IFIBYNE   05513
INSTITUTO DE FISIOLOGIA, BIOLOGIA MOLECULAR Y NEUROCIENCIAS
Unidad Ejecutora - UE
congresos y reuniones científicas
Título:
Reconsolidation: a long way from crabs to humans
Autor/es:
MARIA EUGENIA PEDREIRA
Lugar:
Huerta Grande Cordoba
Reunión:
Congreso; XXVIII Congreso de la Sociedad Argentina de Investigacion en Neurociencias; 2013
Resumen:
After being stored, memories can be modified through further experience. Thus, inactive memories can be reactivated through the presentation of cues (reminders) that were presented during acquisition. This presentation results in memory reactivation (labilization), followed by a process of re-stabilization known as reconsolidation.
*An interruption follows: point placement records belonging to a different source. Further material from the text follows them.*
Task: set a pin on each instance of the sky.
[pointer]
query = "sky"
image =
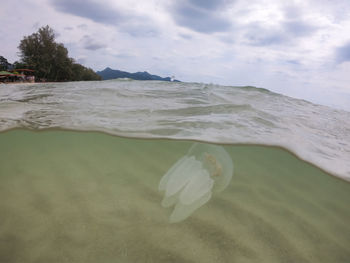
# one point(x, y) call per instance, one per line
point(299, 48)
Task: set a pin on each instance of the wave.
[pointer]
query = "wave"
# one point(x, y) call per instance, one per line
point(191, 111)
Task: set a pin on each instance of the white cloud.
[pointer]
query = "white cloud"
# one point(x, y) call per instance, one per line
point(294, 47)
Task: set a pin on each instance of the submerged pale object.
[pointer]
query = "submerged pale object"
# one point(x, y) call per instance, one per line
point(190, 182)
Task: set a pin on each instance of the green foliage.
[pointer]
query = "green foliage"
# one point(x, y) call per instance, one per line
point(3, 63)
point(50, 60)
From the beginning two questions have emerged recurrently. First, Is this process triggered every time a memory is retrieved? And second, what is the function of memory reconsolidation? This talk is going to be centered in the main results of our group, trying to answer these queries. Here, we showed in crabs and humans that the reconsolidation process is only triggered under certain circumstances, when memory retrieval involves an experience that engages new learning (a discrepancy between expected and current events). Finally, we described our contribution to the description of one of the proposed reconsolidation functions: the role and dynamic of strengthening in this process using the declarative memory paradigm. We demonstrated that the strengthening via reconsolidation not only increased the memory precision but also improved its persistence. Moreover, memories strengthened by repeated labilization reconsolidations are more resistant to be interfering by a second task.